Khan acknowledged that while the laws are being enacted, enforcement remains a challenge. He also regretted that even the 18th constitutional amendment has not fully been implemented. “The EOBI and Workers Welfare Fund (WWF) are now provincial subjects but still under the control of the federal government.”

The labour minister, without mincing words, accused the Pakistan Muslim League-Q and Federal Minister Khursheed Shah for impeding the transfer of subjects and the implementation of the 18th amendment.

Karamatullah Ali, the executive director of Pakistan Institute of Labour, Education and Research, questioned why the higher judiciary did not take notice of the delay in the implementation of the 18th amendment. “This is not a matter of a transfer of departments, rather it concerns some of our fundamental rights,” he said.

He cited a lack of implementation of Article 25-A of the 18th amendment, which makes education of children of up to 16 years of age compulsory and stipulates a penalty for parents who do not adhere to the law. “The implementation has twin advantages. Not only will children receive an education, but the issue of child labour will also be resolved.”

Speakers also highlighted problems faced by children involved in labour and the farm workers who are forced to work as labourers to clear their debts.

Kashif Bajeer of Sparc said the Sindh labour department has registered over 700 kilns and tens of thousands of labourers in the province but they do not get any help from the government.

“Sessi was supposed to provide them cards covering their health and education,” said Bajeer, who was one of the three members of a committee formed on the instructions of the Supreme Court to register the kiln workers. He lamented that there is also no mechanism to check exploitation of these workers.

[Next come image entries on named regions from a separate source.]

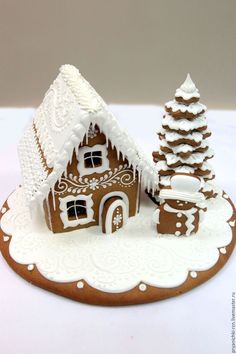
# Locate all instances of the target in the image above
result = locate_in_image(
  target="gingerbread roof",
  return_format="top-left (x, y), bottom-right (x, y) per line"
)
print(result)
top-left (18, 65), bottom-right (158, 204)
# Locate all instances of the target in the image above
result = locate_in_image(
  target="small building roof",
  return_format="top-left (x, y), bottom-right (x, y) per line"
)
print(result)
top-left (18, 65), bottom-right (159, 205)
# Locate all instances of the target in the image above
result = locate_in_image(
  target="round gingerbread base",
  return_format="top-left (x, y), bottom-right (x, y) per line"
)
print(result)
top-left (0, 189), bottom-right (236, 306)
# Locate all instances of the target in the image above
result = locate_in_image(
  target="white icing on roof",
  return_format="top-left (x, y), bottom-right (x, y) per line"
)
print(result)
top-left (175, 74), bottom-right (200, 101)
top-left (19, 65), bottom-right (159, 204)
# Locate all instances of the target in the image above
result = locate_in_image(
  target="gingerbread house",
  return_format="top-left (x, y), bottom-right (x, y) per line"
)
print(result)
top-left (18, 65), bottom-right (158, 233)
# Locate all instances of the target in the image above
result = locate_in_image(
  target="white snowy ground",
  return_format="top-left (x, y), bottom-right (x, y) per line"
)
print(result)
top-left (0, 105), bottom-right (236, 354)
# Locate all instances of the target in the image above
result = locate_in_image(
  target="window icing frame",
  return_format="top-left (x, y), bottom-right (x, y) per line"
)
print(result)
top-left (59, 193), bottom-right (95, 229)
top-left (77, 144), bottom-right (109, 176)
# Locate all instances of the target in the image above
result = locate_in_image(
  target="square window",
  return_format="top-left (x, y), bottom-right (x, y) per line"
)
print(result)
top-left (84, 151), bottom-right (102, 168)
top-left (66, 200), bottom-right (87, 220)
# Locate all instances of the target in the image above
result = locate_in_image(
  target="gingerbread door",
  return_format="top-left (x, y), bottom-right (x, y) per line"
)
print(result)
top-left (102, 197), bottom-right (128, 234)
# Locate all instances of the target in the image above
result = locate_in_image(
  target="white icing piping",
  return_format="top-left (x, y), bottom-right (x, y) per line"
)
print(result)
top-left (175, 74), bottom-right (200, 101)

Sparc’s executive director Arshad Shah recalled that Rs100 million were earmarked by the federal government for the rehabilitation of freed bonded labourers but only Rs37 million could be used and the rest of allocation lapsed.

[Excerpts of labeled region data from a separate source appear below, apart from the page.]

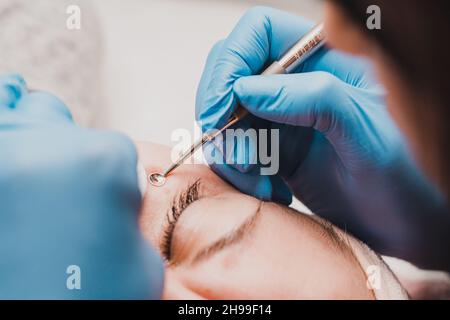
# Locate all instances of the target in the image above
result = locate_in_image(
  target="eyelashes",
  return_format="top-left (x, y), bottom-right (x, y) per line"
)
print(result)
top-left (161, 179), bottom-right (200, 262)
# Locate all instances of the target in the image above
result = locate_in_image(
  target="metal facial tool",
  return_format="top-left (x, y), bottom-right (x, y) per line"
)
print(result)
top-left (153, 23), bottom-right (325, 182)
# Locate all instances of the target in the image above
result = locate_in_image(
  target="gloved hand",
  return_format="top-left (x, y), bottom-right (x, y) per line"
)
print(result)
top-left (197, 7), bottom-right (450, 270)
top-left (0, 76), bottom-right (163, 299)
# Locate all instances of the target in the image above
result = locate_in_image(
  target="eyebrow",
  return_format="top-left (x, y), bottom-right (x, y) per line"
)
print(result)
top-left (187, 201), bottom-right (263, 264)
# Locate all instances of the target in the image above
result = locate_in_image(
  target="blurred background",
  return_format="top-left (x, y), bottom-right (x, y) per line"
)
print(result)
top-left (0, 0), bottom-right (322, 145)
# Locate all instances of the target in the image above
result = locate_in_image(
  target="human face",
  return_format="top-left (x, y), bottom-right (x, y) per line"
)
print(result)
top-left (138, 144), bottom-right (373, 299)
top-left (325, 1), bottom-right (421, 158)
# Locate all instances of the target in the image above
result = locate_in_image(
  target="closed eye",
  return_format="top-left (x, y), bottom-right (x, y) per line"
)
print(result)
top-left (161, 179), bottom-right (200, 263)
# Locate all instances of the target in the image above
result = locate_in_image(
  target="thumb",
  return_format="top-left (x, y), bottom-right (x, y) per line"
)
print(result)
top-left (233, 72), bottom-right (348, 133)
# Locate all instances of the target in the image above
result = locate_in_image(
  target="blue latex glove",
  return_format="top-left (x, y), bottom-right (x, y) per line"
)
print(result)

“After the 18th amendment, the provincial governments were supposed to maintain the rehabilitation fund. But this has not happened,” he said.

He pointed out that Sindh government has also not adopted the Employment of Children Act of 1991 which the government of Punjab has already done, though without bringing it at par with the International Labour Organisation standards.

Published in The Express Tribune, December 11th, 2011.